Using Monocular Vision and Human Body Priors for AUVs to Autonomously Approach Divers

TL;DR

This paper presents a monocular vision-based method enabling autonomous underwater vehicles to approach divers accurately for interaction, without relying on global localization, demonstrated through simulation and real-world tests.

Contribution

The paper introduces a novel, efficient algorithm for AUVs to autonomously position themselves relative to divers using only monocular vision, enhancing human-robot interaction capabilities underwater.

Findings

Algorithm performs reliably in controlled tests

Operates efficiently on-board AUVs

Achieves accurate diver-relative positioning

Abstract

Direct communication between humans and autonomous underwater vehicles (AUVs) is a relatively underexplored area in human-robot interaction (HRI) research, although many tasks (\eg surveillance, inspection, and search-and-rescue) require close diver-robot collaboration.

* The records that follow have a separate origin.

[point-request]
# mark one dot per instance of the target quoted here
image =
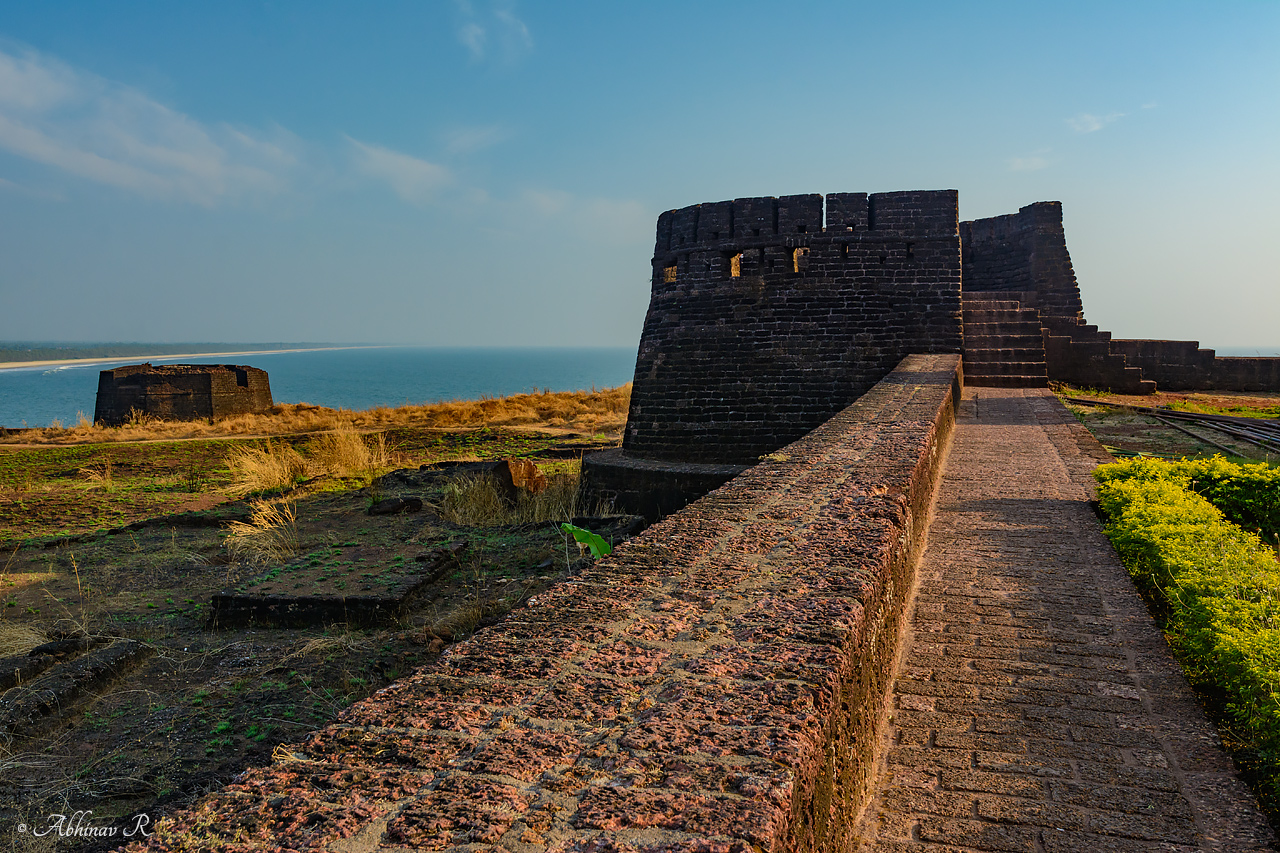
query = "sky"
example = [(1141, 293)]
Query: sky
[(488, 173)]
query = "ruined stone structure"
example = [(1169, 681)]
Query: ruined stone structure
[(1018, 274), (768, 315), (722, 680), (179, 392)]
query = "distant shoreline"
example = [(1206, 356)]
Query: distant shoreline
[(14, 365)]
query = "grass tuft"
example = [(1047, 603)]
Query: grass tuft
[(346, 454), (264, 469), (18, 639), (269, 536)]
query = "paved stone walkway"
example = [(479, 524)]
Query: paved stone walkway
[(1037, 706)]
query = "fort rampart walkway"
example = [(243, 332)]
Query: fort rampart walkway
[(1037, 706)]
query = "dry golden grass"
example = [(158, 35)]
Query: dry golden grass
[(475, 501), (595, 411), (344, 452), (269, 536), (18, 639), (264, 469)]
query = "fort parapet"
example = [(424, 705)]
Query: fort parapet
[(179, 392)]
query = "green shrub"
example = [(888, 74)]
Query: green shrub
[(1217, 583)]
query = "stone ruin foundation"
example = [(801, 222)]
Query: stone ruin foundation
[(179, 392)]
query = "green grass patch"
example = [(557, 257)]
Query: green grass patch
[(1215, 584)]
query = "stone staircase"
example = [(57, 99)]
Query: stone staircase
[(1002, 345)]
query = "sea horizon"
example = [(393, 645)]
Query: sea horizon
[(338, 378)]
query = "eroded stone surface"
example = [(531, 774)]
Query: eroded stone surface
[(1037, 706), (713, 685)]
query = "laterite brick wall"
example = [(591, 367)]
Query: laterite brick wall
[(713, 685), (1024, 255), (769, 315), (181, 392)]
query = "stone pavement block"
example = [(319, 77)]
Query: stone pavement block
[(978, 834), (977, 780), (1152, 828), (1008, 810), (1089, 843)]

Many core functionalities in this domain are in need of further study to improve robotic capabilities for ease of interaction. One of these is the challenge of autonomous robots approaching and positioning themselves relative to divers to initiate and facilitate interactions. Suboptimal AUV positioning can lead to poor quality interaction and lead to excessive cognitive and physical load for divers. In this paper, we introduce a novel method for AUVs to autonomously navigate and achieve diver-relative positioning to begin interaction. Our method is based only on monocular vision, requires no global localization, and is computationally efficient. We present our algorithm along with an implementation of said algorithm on board both a simulated and physical AUV, performing extensive evaluations in the form of closed-water tests in a controlled pool. Analysis of our results show that the proposed monocular vision-based algorithm performs reliably and efficiently operating entirely on-board the AUV.